I noticed Scott Besson touting a strong dollar today at the same time as the Trump administration is threatening the Fed because they are not dropping interest rates. This makes as much sense as denying climate change but threatening Greenland because the polar ice cap is melting and exposing minerals to plundering.

There are a number of ways to look at a "strong dollar". First of all defining what it means. I'm going to say that we are referring to the US Dollar index, a mathematical value related to a combination of ratios to a group of other major currencies (USDX = 50.14348112 × EURUSD^-0.576 × USDJPY^0.136 × GBPUSD^-0.119 × USDCAD^0.091 × USDSEK^0.042 × USDCHF^0.036).

I am also going to write this through the lenses of someone in the US who is evaluating things in the basis of US dollars (as things might look very different if you based the observations on a different currency.

1) Global capital migrates towards countries where the effective interest rate provides a positive return. This tends to develop into c "carry trade". This tends to boost the value of that currency, but the feedback loop applies negative pressure on the very rates which encouraged the flow. This was a major problem for the Japanese economy during its rah-rah days. To give Scott Besson his wish, it would "simply" be a matter of the Fed raising interest rates.

2) The nominal value of earnings by a company doing business abroad (even if they are flat, in terms of local currency), when translated into USD, is increased as the currency those earnings were in rises compared to the US dollar. As these earnings increase (as reported in US dollars), there is an upward pressured on their stock price in terms of USD (though no necessarily in terms of their foreign currency). Therefore, a drop in the US dollar is bullish for stocks doing business abroad which are listed on US exchanges.

3) A drop in the US dollar makes US produced goods, food, service, whatever more affordable and competitive in foreign markets.

4) Bad news: Imported good tend to increase in cost as the USD drops. If they still cost less than producing them domestically, this is inflationary.

5) Real estate costs abroad become more expensive in terms of USD. This possibly concerns some i n the administration

6) There is an impact on the ego of some who think a strong USD is a sign of a strong country. The challenge in this way of thinking is that we are a country of economic tranches where the wealthy spend far less (proportionately) on goods and services than the lower tranches. We are woefully unprepared, both economically and socially to become a true economically strong country (like, say Norway or Switzerland).

From a macroeconomically perspective, the WSJ article is unidimensional and can be misleading.
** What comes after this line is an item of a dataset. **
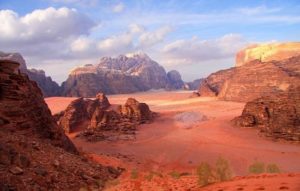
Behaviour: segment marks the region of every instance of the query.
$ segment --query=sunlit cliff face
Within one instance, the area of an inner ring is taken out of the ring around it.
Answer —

As you have previously pointed out, the greatest danger to our economic structure is unhedged debt. I believe the rise in gold's price is related to some using it as a hedge against a crack in the USD structure caused by too many cooks in Washington stirring the pot in random directions. While (presumably) none of the readers of these posts is in a position to change that, in order to protect assets evaluated in terms of US dollars, now is the time to contemplate how best to protect the value of accumulated assets in a future relationship to the currency.